And in a squad of men who demonstrated considerable character, Hoggard was the standout — his dedication and stamina were the stuff of legend. Collingwood fought back, Cook took his first very impressive steps, but Hoggard did something medium-paced swing bowlers rarely do (unless thy name is Dev) in India: he yanked the game open with a shock attack.

For some time now, the Yorkshireman has been the least known Beatle: his role in the fab four carries the title conventional swing bowler first up, but is roughly that of the good-natured workhorse ever willing to trudge back to the mark one more time after the ball gets soft. His ability to run in all day — those bustling, honest-farmer strides — has endeared him to his captains.

Collingwood celebrates after scoring a century in Nagpur.-AP

In Nagpur, the 29-year-old was out in the field earlier than any of his teammates during breaks, uncorking and delivering at an obliging baseball mitt. And during play, he swung it `Irish', nipped it off the track and bowled a heavy ball to compensate for a lack of pace (mid-120kmphs). As he said after his remarkable spell in which he sent back Dravid, Jaffer, and Laxman on the third morning, "Whether it (swing) is conventional or reverse you've got to have a bit about you, no use being straight up and down. It gets easy for the batsmen really."

Crucially, he seems to have Sehwag's number. Michael Vaughan, who flew home before the first Test, had said, "Virender Sehwag is becoming a big threat because he's scoring so fast. He's scoring at such a fast rate of knots that if he bats all day he's on 250 not out. He does give you a chance though and it's up to us to take it."
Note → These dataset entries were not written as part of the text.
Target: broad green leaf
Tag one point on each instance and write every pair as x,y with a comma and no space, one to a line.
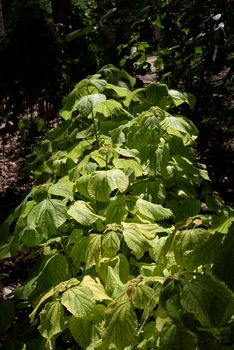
120,91
99,187
209,300
113,284
87,103
172,124
47,216
79,301
121,325
51,320
110,243
78,33
121,265
82,331
207,253
56,270
152,212
135,240
103,182
32,238
132,164
133,96
143,296
153,191
176,337
93,253
95,286
116,211
40,301
82,185
78,150
222,225
107,108
186,242
78,252
128,153
156,93
83,213
62,188
225,259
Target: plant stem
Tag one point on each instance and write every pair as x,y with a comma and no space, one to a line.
67,257
94,123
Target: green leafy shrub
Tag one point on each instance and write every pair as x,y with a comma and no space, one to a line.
125,256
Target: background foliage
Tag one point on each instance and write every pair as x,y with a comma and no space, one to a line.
125,256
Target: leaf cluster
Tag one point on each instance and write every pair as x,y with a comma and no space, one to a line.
125,256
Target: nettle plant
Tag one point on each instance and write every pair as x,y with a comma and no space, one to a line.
125,258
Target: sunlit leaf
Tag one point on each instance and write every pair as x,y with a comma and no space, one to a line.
51,320
83,213
47,216
209,299
177,337
121,325
79,301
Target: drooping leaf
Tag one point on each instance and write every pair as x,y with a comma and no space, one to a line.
116,211
110,243
95,286
209,300
156,93
143,297
178,97
152,211
113,284
132,164
120,91
51,320
186,242
62,188
79,301
222,225
121,325
103,182
56,270
78,252
47,216
83,213
93,254
173,124
82,330
135,240
107,108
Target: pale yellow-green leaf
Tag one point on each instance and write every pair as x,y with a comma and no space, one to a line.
152,212
96,287
121,325
51,320
132,164
79,301
82,331
110,243
135,240
93,253
83,213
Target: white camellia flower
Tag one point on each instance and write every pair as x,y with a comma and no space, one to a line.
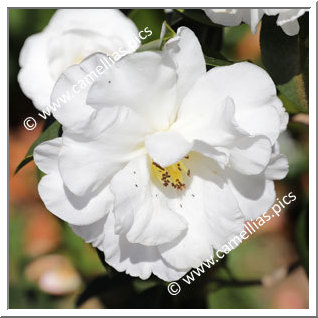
287,18
160,162
71,35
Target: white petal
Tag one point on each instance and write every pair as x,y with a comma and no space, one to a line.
211,211
92,233
135,259
227,17
251,155
145,82
255,194
217,127
188,56
34,77
71,208
277,168
251,89
87,162
71,35
139,213
167,147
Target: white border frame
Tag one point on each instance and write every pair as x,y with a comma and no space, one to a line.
312,163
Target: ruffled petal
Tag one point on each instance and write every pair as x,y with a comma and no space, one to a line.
187,54
71,35
212,214
71,208
254,194
135,259
139,211
257,108
89,161
167,147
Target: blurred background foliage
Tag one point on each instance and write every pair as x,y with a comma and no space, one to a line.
50,267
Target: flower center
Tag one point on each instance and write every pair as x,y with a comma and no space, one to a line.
173,175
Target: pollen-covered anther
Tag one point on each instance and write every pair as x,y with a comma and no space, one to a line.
173,175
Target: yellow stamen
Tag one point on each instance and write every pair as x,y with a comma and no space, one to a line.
173,175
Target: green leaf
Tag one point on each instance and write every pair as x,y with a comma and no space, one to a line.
280,52
293,95
151,18
49,133
211,61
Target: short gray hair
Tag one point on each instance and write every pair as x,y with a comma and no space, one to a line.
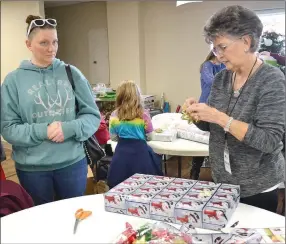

The Delhi opener sets the pace of matches, tearing into bowlers at the outset and seizing initiative; England's minor successes at ensuring India didn't run away with the match were the result of removing Sehwag early. A deceitful slower 'un — fingers rolling across ball — snared the opener in the first innings, a delivery that hinted in and then notched off the wicket did the business in the second.

Just how special this spell of bowling was to the right-armer was evident when he was asked to compare it with his 12 for 205 in Johannesburg in January last year, the best individual bowling performance by an Englishman since Ian Botham 25 years earlier. "That was a lot easier because the ball was swinging," said Hoggard. "This is one of the best spells I bowled. To bowl 30 overs and give just 57 runs on this flat track means I've been very consistent. That was the idea to dry up the runs and bowl in the right areas."

Hoggard, whose seven wickets in the match took him past Sidney Barnes's 189 scalps to 191, possesses the self-deprecating humour characteristic of the English; that doesn't preclude him, however, from having a dig at others.

At the press conference during the first Test, seeing media manager Andrew Walpole issue instructions to waiting pressmen, Hoggard quipped, "Sure you haven't preached before?" And this on Mudhsuden `Monty' Panesar: "He did really well, I wish he were sitting here instead of me to be honest. That'd have been much easier for me."

An ability to see the game for what it is and laugh at oneself is key to success especially on the subcontinent, where one is often left holding the baby as fortunes switch quicker than Kevin Pietersen's hair-dos. Flintoff's captaincy has been conservative — his utterances in public have centered around fighting hard, playing with passion, and not getting ahead of oneself. Traits Hoggard embodies, traits that have helped England stuff words down the throats of critics, and, perhaps, traits that may just allow the tourists pull off the unthinkable.